15 Temmuz darbe girişimine STK’ların tepkileri devam ediyor. Darbenin ertesi günü 500 üyesiyle sokağa ilk çıkan STK’lardan  olan  Memur-Sen Konfederasyonu’nun   il Temsilcisi  Murat ERGEN gazetemize önemli açıklamalarda bulundu. Darbenin bu ülkenin altına dinamit koymak isteyen dış güçlerin desteğiyle yapıldığını bildiklerini belirten ERGEN “ Bu süreçte, milletin duruşu, tavrı, meydanlara inmesi ve darbeyi önlemek için; tankların altına kendini siper etmesi kurşunlara göğsünü gererek yürümesi gerçekten bu milletin çok necip bir millet olduğunun göstergesidir.  Memur-Sen olarak cuntacılara, darbeye karşı her zaman dik bir duruşumuz oldu. 15 Temmuz akşamından şimdiye kadar meydanları hiç terk etmedik. Çünkü; biz biliyoruz ki darbeler sadece seçilmiş siyasete değil halka yapılır” dedi.  

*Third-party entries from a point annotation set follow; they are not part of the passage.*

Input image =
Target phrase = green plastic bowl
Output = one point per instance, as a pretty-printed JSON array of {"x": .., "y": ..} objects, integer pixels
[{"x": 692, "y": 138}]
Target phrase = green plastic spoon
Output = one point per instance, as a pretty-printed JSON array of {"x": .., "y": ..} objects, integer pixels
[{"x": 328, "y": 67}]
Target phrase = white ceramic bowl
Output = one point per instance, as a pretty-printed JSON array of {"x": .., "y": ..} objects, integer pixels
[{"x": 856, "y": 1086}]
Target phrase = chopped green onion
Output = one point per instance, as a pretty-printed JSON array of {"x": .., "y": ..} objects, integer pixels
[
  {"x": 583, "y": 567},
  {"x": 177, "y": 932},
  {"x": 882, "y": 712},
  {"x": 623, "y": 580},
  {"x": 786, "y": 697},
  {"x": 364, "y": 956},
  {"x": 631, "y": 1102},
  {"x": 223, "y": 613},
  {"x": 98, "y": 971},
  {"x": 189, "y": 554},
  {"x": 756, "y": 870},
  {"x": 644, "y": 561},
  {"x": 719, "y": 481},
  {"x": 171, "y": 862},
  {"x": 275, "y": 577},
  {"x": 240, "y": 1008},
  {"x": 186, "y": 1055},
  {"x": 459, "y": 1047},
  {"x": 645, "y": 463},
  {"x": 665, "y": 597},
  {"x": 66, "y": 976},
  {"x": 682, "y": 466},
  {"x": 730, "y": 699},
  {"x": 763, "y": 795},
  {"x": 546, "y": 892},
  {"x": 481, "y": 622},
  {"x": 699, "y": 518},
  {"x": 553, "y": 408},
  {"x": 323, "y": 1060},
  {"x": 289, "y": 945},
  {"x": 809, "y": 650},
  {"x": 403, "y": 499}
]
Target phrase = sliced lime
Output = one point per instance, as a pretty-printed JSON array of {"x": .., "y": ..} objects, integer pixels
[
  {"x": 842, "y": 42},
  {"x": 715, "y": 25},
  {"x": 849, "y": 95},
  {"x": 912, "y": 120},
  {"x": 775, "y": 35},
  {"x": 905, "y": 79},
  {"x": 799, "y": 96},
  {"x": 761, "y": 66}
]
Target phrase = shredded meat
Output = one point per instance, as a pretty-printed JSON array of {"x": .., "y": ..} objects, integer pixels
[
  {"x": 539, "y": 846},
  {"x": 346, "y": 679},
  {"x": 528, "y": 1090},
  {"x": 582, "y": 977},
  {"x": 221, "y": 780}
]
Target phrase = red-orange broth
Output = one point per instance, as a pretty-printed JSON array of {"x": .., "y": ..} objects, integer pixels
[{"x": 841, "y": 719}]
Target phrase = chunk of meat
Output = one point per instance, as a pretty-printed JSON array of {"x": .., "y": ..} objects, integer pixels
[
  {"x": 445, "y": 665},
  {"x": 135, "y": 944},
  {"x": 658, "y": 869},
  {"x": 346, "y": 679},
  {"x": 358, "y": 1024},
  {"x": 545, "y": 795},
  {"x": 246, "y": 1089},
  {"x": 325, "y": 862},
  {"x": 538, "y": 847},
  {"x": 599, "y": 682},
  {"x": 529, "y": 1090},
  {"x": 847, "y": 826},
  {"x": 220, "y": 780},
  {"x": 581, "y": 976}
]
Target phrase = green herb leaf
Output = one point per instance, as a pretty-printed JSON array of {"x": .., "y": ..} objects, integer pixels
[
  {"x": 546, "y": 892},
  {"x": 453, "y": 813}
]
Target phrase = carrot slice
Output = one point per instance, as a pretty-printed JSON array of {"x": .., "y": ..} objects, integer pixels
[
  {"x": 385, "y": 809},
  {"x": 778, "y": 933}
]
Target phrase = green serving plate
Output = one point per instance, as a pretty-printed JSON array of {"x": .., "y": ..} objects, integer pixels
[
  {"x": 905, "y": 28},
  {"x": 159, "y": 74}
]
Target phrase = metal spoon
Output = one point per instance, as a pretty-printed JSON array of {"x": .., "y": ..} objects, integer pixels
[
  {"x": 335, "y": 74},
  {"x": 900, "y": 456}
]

Darbelerde Halkın İradesi Hep Yok Sayıldı

Ülkede geçmişte darbelerle birlikte camiler, okullar, kurumların kapatıldığını,  bu kurumların başına seçilmiş insanlar yerine atanmışlar getirilerek halkın iradesinin yok sayıldığını  söyleyen ERGEN  “Memlekette kaos yaratıldı,  demokrasi askıya alındı biz bunu geçmişte 1980 darbesinde yaşadık.  Buradan edindiğimiz tecrübelerle yine 28 Şubatta yaşadığımız  olaylar başörtülü kardeşlerimizin sınavdan atılması, işyerinden atılması, imam hatiplerin baskı altına alınması kapatılması biz bunları yaşadık.  27 Nisan e- muhtırasıyla  Abdullah Gül’ün eşi sıf  başörtülü diye cumhurbaşkanı seçilmek istenmedi ve 41 tane sivil toplum örgütü ortak basın açıklaması yaparak cumhuriyetin niteliklerini içine sindirememiş birisini biz cumhurbaşkanı yaptırmayız diye açıklama yapıldı. Bizde  Memur-sen olarakTürkiye’nin yedi büyük bölgesinde ortak akıl mitingleri düzenledik. Anayasada cumhurbaşkanı seçmenin kriteri bellidir, Abdullah Gül bu kriterlere uygundur ve bunun dışında eşinin başörtülü olması, namaz kılıyor olması, kuran okuyor olması bir insanın cumhurbaşkanı seçilmesine engel değildir diye fikrimizi ortaya koyduk. Bizim bu girişimimizle  41 STK  geri adım atmak zorunda kaldı” diye konuştu.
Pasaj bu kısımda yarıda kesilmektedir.